Die Straßenverkehrsordnung (§ 2 Abs. 3 a StVO) sagt derzeit aus: "Bei Kraftfahrzeugen ist die Ausrüstung an die Wetterverhältnisse anzupassen. Hierzu gehören insbesondere eine geeignete Bereifung..." Dies ist eine Definition, die vieles offen lässt, die den Autofahrer selbst nur verwirren kann und letztendlich dazu führt, dass jeder dies so auslegt, wie es ihm und in seinen Finanzplan passt. Das Ergebnis in der Vergangenheit war erschreckend!
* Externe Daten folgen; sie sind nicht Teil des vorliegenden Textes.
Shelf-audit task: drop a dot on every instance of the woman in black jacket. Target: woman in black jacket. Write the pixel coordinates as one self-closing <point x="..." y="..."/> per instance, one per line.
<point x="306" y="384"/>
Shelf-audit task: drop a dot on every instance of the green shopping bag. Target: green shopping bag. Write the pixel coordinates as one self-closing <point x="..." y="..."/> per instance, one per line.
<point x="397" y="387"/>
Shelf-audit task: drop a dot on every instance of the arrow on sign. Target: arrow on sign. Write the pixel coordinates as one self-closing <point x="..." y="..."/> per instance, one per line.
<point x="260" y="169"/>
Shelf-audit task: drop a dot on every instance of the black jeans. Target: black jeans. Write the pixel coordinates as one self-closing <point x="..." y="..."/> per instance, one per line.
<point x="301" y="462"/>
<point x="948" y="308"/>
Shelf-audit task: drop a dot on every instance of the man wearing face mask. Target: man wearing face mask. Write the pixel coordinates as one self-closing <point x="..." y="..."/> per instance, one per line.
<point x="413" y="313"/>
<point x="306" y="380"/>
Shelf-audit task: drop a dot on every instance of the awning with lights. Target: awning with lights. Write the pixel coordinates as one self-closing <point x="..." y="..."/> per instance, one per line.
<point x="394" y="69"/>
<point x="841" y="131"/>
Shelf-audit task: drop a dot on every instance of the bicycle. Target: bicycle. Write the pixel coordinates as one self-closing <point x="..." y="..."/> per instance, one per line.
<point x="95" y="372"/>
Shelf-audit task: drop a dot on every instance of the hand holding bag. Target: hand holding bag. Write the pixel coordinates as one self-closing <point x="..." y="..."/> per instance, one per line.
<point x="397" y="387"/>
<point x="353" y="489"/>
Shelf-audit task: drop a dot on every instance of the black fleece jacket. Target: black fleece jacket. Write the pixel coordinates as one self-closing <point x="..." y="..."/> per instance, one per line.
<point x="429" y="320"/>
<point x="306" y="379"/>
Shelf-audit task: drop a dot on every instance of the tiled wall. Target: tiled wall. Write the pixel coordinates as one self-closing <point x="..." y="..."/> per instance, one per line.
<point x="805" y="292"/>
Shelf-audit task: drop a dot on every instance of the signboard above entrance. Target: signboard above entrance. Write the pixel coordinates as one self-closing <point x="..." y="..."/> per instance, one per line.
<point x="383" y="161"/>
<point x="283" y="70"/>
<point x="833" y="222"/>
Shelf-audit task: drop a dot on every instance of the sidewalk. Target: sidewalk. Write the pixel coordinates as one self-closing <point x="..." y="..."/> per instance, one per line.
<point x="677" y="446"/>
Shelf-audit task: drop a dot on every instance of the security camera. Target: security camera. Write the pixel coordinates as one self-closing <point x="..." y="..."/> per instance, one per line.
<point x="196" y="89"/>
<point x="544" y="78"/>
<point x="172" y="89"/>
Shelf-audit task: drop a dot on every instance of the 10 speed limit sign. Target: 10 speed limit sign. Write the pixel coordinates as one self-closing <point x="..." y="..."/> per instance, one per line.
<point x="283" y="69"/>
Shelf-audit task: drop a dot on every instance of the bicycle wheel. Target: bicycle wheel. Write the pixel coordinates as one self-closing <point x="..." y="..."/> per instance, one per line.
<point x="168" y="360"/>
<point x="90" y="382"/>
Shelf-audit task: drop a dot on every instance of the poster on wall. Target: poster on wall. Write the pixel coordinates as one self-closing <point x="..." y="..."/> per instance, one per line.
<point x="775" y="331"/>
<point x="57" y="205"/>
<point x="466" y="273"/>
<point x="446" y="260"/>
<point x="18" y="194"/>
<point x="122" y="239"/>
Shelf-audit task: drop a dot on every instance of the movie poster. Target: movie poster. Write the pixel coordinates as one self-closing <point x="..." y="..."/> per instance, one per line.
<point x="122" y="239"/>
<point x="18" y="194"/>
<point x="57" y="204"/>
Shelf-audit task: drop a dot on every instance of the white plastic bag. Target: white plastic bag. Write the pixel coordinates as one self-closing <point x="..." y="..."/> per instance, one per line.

Zahllose Unfälle mit Sommerreifen auf schneeglatten Fahrbahnen führten zu vermeidbaren Verkehrstoten, zu Unfällen und damit verbundenen Staus, die es in dieser Fülle niemals hätte geben dürfen. Einmal ganz abgesehen von einer Unzahl kleinerer Behinderungen, die tagtäglich durch Unwissenheit oder Ignoranz einzelner den anderen Verkehrsteilnehmern das Leben schwer machten. Dies sind die Gründe, die das Oberlandesgericht Oldenburg veranlassten, die bisherige vage Gesetzgebung als verfassungswidrig einzustufen und eine Neuregelung zu fordern.

Versicherungsleistungen und Strafmaß:

Die Versicherungen ziehen dem, der mit falscher Bereifung, auch unverschuldet, in einen Unfall verwickelt wird, Leistungen ab. Urteile sprechen von einer anrechenbaren Mitschuld von 20%, der sich einige Versicherer in ihren Leistungen anschließen. Bei strittigen Unfällen haben verschiedene Gerichte allerdings härter geurteilt bis hin zu Mitverschulden und grober Fahrlässigkeit. Hier weigert sich auch die Vollkaskoversicherung zu zahlen. Beim Bußgeld verhält es sich derzeit folgendermaßen: Bei Fahrzeugen mit Reifen, die nicht den Wetterverhältnissen angepasst sind (also keine Winterreifen) werden 60 Euro und ein Punkt in Flensburg fällig. Haben die Reifen keine ausreichenden Profilrillen/Einschnitte zahlt man ebenfalls 60 Euro und kassiert einen Punkt in Flensburg.

Was macht den Unterschied?

Ein Winterreifen hat gegenüber dem Sommerreifen eine deutlich weichere Gummimischung. Dadurch verhärtet er weniger bei Temperaturen unter 7°C und behält somit eine höhere Haftfähigkeit auf dem Straßenbelag bzw. auf Schnee und Eis. Das Profil ist insgesamt grobstolliger und tiefer als beim Sommerreifen, die Rillen sind so ausgeformt, dass sich Schnee und Matsch nicht so leicht festsetzen. Feine Lamellen in den Profilblöcken verleihen dem Winterreifen seinen besonderen Grip auf Eis und festem Schnee.

Fazit:

Nicht nur von O bis O (Ostern bis Oktober) denken und danach die Bereifung ausrichten. Sondern immer die Wetterverhältnisse im Blick behalten.